CSR AND EMPLOYMENT AWARD
Winner: Wurth Australia
Sponsor: SITA and Adecco
Finalists: SRXGlobal, Future Metals Recycling, Norden Body Works
SERGE Oppedisano was once a Wurth customer, self-employed in the service station industry.
He so admired the assembly and fastening materials supplier that he contacted the company and asked for a job with a hand-written resume.
“I told a few fibs on that resume,” he said.
“I started as a sales consultant.”
That was 15 years ago.
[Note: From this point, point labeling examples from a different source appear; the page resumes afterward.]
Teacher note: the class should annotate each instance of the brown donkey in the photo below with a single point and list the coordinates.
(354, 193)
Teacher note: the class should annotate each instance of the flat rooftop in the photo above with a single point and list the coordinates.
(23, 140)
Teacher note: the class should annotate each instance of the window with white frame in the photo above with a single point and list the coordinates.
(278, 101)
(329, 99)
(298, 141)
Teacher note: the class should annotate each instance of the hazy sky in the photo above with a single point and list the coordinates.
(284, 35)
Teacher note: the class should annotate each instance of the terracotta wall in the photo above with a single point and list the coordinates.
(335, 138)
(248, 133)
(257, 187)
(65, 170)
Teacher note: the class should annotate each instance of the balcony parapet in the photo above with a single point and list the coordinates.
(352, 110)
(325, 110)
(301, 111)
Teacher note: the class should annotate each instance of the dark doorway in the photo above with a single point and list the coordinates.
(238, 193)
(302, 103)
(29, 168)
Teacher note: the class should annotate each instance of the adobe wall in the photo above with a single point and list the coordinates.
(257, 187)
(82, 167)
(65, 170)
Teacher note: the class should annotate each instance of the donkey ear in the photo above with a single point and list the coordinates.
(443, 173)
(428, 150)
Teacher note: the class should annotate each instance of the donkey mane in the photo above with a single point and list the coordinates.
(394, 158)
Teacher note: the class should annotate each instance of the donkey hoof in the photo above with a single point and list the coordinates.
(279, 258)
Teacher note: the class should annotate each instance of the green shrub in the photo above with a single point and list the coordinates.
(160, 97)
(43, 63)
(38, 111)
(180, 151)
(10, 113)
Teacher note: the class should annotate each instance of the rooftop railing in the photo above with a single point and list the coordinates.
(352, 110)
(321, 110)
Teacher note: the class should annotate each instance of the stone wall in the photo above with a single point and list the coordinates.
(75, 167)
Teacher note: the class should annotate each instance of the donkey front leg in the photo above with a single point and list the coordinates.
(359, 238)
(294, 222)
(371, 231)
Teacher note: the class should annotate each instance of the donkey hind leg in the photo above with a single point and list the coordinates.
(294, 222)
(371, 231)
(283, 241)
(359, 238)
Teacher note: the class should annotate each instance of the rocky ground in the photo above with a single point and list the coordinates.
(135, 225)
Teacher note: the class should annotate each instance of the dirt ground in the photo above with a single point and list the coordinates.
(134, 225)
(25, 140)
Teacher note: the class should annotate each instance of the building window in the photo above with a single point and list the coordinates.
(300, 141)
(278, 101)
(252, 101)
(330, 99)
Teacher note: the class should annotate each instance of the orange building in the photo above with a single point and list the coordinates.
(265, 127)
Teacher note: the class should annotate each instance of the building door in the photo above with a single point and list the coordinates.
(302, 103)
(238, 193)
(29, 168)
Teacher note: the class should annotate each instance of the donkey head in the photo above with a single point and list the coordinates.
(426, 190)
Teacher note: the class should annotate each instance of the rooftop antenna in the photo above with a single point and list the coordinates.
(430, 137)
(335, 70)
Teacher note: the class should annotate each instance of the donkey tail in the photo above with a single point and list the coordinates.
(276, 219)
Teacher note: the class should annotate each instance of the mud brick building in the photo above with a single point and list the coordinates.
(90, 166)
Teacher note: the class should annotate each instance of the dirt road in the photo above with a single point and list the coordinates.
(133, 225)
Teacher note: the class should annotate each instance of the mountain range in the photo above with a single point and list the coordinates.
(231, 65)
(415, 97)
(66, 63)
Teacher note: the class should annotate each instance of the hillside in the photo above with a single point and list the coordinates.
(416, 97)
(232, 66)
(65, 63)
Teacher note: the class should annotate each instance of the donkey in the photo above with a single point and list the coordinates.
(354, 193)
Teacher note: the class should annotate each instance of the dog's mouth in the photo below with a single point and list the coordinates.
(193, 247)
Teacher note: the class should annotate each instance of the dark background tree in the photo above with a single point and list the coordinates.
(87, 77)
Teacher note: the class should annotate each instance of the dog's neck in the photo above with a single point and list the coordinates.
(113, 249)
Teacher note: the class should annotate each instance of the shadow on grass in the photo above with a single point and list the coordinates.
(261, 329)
He rose through the ranks to become Australian CEO and Australia and New Zealand managing director and said he wouldn’t want to be anywhere else.
“For me, work is like a big playground,” Mr Oppedisano said.
He said the Dandenong South workplace was special.
“We have many goose bump moments at work,” he said.
The multinational organisation’s headquarters and origins are in post-World War II Germany.
A 19-year-old Reinhold Wurth in 1954 took over the family business of wholesaling screws, nuts and bolts from his father and started to grow the business internationally and through acquisition.
Reinhold’s daughter Bettina today leads the organisation, which has more than 60,000 employees worldwide.
The Australian arm started in Dingley in 1982 and now employs about 550 people across the country and is in the top 15 of the 400-plus Wurth companies throughout the world – ahead of the US operation.
“Family values shine through in everything they do whether the task is big or small,” awards chairman James Sturgess said.
“The family orientation and values are well and truly alive through Serge’s leadership in Australia.”
More than 15 per cent of the Australian Wurth workforce has more than 10 years’ service.
The company provides three award presentation events across Australia each year and has a family Christmas party every second year.
Wurth Australia proudly supports Swinburne University with research funds and from time to time funds projects with Standards Australia.
The company supports different charity organisations through monthly staff events, provides flu shots, meditation and massages for workers, and assists with corporate health insurance through Bupa.
The business has a monthly newsletter for staff and their families called Wurth Reading.
It’s provided sales consultants with iPads so they can identify stock levels, pricing, invoicing, product demonstrations and customer analysis on the spot with customers.
Mr Sturgess said Wurth had established a world class training academy in Dandenong South to train staff and customers in its products and services, and lived by its statement “safety is by choice and not by chance”.
Wurth was nominated for the CSR and Employment, Retail and Commercial and Premier Regional Business awards.
It was a finalist in the Retail and Commercial and Premier Regional Business categories.